Published 21 Jan 2026 in q-bio.GN and stat.ML | (2601.14969v1)

Abstract: Robust machine learning for regulatory genomics is studied under biologically and technically induced distribution shifts. Deep convolutional and attention based models achieve strong in distribution performance on DNA regulatory sequence prediction tasks but are usually evaluated under i.i.d. assumptions, even though real applications involve cell type specific programs, evolutionary turnover, assay protocol changes, and sequencing artifacts. We introduce a robustness framework that combines a mechanistic simulation benchmark with real data analysis on a massively parallel reporter assay (MPRA) dataset to quantify performance degradation, calibration failures, and uncertainty based reliability. In simulation, motif driven regulatory outputs are generated with cell type specific programs, PWM perturbations, GC bias, depth variation, batch effects, and heteroscedastic noise, and CNN, BiLSTM, and transformer models are evaluated.
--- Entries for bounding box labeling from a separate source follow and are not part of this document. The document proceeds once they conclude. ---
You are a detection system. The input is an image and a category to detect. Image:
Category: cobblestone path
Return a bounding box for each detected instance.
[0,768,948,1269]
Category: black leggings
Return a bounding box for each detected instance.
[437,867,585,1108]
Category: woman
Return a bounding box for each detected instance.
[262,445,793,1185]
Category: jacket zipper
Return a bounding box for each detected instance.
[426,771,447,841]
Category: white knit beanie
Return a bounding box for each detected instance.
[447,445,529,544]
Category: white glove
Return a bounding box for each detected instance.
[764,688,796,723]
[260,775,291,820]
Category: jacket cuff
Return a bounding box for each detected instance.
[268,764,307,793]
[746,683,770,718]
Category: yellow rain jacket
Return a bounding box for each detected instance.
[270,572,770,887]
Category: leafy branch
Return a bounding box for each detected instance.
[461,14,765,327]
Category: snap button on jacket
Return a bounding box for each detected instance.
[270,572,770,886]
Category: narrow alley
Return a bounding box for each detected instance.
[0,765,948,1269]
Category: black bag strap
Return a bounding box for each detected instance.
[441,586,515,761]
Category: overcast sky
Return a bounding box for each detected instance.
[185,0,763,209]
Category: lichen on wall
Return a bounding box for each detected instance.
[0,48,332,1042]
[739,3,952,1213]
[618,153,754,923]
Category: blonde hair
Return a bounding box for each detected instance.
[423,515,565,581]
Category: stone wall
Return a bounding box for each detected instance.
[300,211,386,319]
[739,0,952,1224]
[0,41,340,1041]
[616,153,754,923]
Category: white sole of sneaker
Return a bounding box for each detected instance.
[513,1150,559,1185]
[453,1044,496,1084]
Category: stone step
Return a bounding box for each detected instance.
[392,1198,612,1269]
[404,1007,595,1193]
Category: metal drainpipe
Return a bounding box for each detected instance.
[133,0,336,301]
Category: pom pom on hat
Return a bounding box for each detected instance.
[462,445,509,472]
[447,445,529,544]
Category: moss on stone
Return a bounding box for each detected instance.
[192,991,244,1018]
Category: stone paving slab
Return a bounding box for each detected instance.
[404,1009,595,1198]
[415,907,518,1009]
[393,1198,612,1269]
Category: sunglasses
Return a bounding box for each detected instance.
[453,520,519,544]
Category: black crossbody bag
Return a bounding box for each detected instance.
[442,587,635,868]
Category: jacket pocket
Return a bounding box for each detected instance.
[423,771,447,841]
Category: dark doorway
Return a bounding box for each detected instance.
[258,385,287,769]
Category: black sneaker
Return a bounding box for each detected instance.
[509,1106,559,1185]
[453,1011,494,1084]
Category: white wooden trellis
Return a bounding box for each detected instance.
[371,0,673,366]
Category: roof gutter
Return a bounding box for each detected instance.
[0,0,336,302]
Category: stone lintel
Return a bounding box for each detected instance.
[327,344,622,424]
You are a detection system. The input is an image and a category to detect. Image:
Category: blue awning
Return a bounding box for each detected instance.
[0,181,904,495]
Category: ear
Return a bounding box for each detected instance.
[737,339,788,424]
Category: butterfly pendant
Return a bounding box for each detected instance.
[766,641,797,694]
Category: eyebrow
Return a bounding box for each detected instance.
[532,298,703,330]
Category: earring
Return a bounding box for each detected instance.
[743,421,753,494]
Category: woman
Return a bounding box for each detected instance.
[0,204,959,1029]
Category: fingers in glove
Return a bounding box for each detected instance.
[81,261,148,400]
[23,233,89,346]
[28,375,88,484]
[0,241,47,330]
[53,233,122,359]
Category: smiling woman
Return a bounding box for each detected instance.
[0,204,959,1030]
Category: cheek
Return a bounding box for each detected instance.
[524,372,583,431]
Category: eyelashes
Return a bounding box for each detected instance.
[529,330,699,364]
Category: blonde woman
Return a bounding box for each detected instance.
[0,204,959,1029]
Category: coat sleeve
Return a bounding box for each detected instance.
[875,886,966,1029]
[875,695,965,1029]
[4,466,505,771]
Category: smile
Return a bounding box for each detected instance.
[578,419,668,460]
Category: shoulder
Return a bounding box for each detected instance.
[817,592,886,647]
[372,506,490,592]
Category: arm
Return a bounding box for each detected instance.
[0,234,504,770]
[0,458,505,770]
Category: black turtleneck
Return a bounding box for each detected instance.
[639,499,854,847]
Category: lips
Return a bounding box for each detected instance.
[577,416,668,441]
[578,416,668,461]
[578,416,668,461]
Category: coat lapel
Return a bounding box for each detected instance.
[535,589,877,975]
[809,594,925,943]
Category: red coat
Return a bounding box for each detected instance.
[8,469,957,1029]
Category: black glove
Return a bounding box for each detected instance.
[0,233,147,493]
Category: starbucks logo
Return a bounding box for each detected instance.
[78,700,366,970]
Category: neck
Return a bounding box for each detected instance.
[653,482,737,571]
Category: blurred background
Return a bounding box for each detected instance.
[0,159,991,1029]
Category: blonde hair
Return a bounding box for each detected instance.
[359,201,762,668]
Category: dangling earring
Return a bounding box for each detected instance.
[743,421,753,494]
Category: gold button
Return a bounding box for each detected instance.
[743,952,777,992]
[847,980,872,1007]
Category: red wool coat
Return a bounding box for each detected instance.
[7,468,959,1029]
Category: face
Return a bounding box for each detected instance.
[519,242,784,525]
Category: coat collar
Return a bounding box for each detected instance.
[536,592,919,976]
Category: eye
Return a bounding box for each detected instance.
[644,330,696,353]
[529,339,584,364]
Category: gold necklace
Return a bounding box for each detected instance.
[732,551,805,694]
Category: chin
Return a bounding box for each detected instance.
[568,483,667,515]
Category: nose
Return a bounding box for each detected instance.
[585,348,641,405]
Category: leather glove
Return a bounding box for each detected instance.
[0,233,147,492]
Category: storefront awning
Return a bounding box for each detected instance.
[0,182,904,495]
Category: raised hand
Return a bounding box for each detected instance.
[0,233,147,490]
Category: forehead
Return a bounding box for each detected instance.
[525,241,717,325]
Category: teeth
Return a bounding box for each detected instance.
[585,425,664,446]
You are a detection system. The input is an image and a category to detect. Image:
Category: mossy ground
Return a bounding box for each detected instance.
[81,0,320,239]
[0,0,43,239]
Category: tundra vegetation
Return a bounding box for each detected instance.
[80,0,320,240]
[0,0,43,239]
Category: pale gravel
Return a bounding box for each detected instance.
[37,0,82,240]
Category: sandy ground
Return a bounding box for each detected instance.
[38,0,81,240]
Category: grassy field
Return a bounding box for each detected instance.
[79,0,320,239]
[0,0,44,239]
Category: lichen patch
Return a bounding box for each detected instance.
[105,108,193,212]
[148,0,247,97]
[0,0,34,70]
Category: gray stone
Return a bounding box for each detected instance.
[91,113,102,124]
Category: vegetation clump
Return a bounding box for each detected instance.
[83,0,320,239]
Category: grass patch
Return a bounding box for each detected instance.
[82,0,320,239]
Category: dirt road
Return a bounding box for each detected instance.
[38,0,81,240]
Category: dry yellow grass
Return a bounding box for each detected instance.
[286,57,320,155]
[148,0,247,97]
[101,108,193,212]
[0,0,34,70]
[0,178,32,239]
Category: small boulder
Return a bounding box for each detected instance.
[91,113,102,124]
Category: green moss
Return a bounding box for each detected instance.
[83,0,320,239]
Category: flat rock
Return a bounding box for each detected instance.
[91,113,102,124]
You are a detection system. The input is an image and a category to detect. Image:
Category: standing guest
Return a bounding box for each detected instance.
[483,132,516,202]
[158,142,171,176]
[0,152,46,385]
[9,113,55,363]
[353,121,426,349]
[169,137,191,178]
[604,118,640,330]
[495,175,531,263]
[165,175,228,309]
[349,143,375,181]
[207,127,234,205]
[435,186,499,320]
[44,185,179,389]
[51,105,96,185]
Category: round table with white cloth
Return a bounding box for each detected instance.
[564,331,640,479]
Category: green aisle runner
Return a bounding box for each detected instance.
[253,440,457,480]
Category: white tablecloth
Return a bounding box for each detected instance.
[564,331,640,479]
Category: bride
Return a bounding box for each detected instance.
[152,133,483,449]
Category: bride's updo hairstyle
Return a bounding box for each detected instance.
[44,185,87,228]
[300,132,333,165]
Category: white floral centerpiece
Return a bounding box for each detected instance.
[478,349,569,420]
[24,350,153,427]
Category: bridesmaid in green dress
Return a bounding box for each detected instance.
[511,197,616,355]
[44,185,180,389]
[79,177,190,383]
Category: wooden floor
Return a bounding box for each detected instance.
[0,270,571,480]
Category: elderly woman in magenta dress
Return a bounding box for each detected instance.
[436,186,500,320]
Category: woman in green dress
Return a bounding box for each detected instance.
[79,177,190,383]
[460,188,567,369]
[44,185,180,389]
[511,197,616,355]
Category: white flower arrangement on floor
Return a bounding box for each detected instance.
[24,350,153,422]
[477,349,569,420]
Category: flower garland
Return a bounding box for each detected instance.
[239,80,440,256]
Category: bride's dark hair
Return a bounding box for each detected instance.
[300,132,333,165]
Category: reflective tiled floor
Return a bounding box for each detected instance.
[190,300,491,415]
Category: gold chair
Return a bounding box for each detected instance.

Models remain accurate and reasonably calibrated under mild GC content shifts but show higher error, severe variance miscalibration, and coverage collapse under motif effect rewiring and noise dominated regimes, revealing robustness gaps invisible to standard i.i.d. evaluation. Adding simple biological structural priors motif derived features in simulation and global GC content in MPRA improves in distribution error and yields consistent robustness gains under biologically meaningful genomic shifts, while providing only limited protection against strong assay noise. Uncertainty-aware selective prediction offers an additional safety layer that risk coverage analyses on simulated and MPRA data show that filtering low confidence inputs recovers low risk subsets, including under GC-based out-of-distribution conditions, although reliability gains diminish when noise dominates.